A popular alien-hunting technique is in doubt


The third factor is the possibility of an inanimate planet generating the observed signal—an equally serious challenge, researchers now realize, entangled in the problem of unimagined abiotic alternatives.

“That's the possibility that we argue that you can't act responsibly,” Vickers said. “It could be anything from almost zero to 1.”

Consider the case of K2-18 b, a “mini-Neptune” whose size is intermediate between that of Earth and Neptune. In 2023, JWST data revealed a statistically weak signal of dimethyl sulfide (DMS) in its atmosphere. On Earth, DMS is produced by marine organisms. The researchers who tentatively discovered K2-18 b interpreted the other gases discovered in its sky as meaning that the planet is a “water world” with a habitable surface ocean, supporting their theory. The DMS there comes from marine life. But other scientists interpret the same observations as evidence of an inaccessible, gaseous planet with a structure similar to that of Neptune.
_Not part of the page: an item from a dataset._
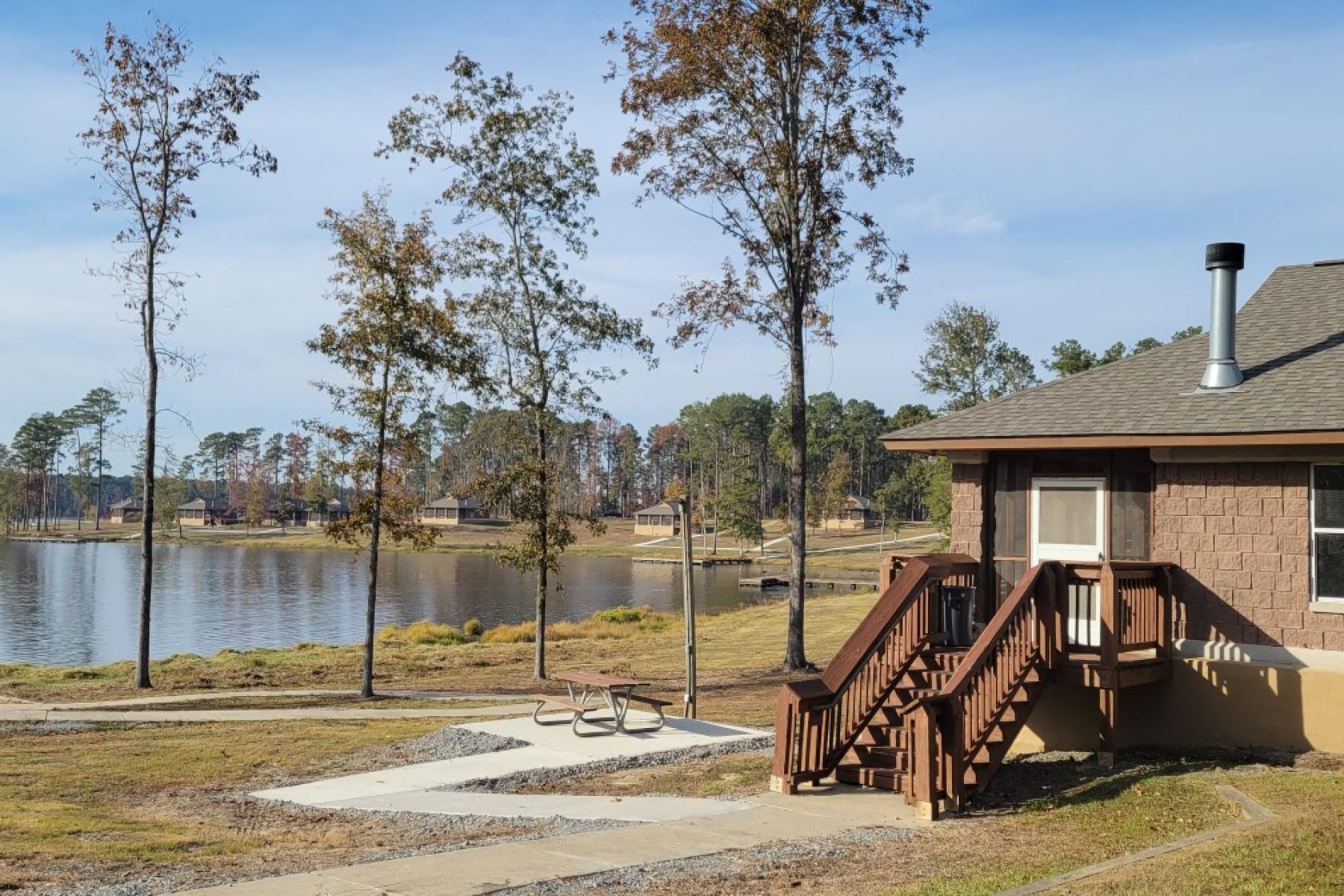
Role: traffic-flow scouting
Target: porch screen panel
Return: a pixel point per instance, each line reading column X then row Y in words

Unimagined options have already forced astronomers several times to revise their ideas about what constitutes a good biosignature. When phosphine was discovered on Venus, scientists had no idea how it could be produced on the lifeless rocky world. Since then, they have identified several possible inorganic sources of the gas. One scenario is that volcanoes released chemical compounds called phosphides, which could react with sulfur dioxide in Venus's atmosphere to form phosphines – a plausible explanation given that scientists have found evidence of active volcanism on our twin planet. Similarly, oxygen was thought to be a biosignature gas until the 2010s, when researchers including Victoria Meadows at the NASA Astrobiology Institute's Virtual Planetary Laboratory began finding ways that rocky planets without biospheres could accumulate oxygen. For example, oxygen can be formed from sulfur dioxide, which is abundant on worlds as diverse as Venus and Europa.

Today, astronomers have largely abandoned the idea that a single gas could be a biosignature. Instead, they focus on identifying “clusters” or groups of gases that cannot coexist without life. If anything can be called today's gold-standard biosignature, it is the combination of oxygen and methane. Methane degrades rapidly in oxygen-rich environments. On Earth, both gases co-exist only because the biosphere continually supplies them.

So far, scientists have not managed to provide an abiotic explanation for the oxygen-methane biosignature. But Vickers, Smith and Mathis doubt that this particular pair – or perhaps any mixture of gases – will ever be reliable. “There's no way to be certain that what we're seeing is actually the result of life, as opposed to the result of some unknown geochemical process,” Smith said.

“JWST is not a life detector. It's a telescope that can tell us what gases are in a planet's atmosphere, Mathis said.

Sarah Rugheimer, an astronomer at York University who studies exoplanet atmospheres, is more optimistic. She is actively looking for alternative abiotic explanations for biosignatures such as oxygen and methane. Still, she says, “If we see oxygen, methane, and water, and CO, I will open a bottle of champagne—very expensive champagne.”2On an exoplanet.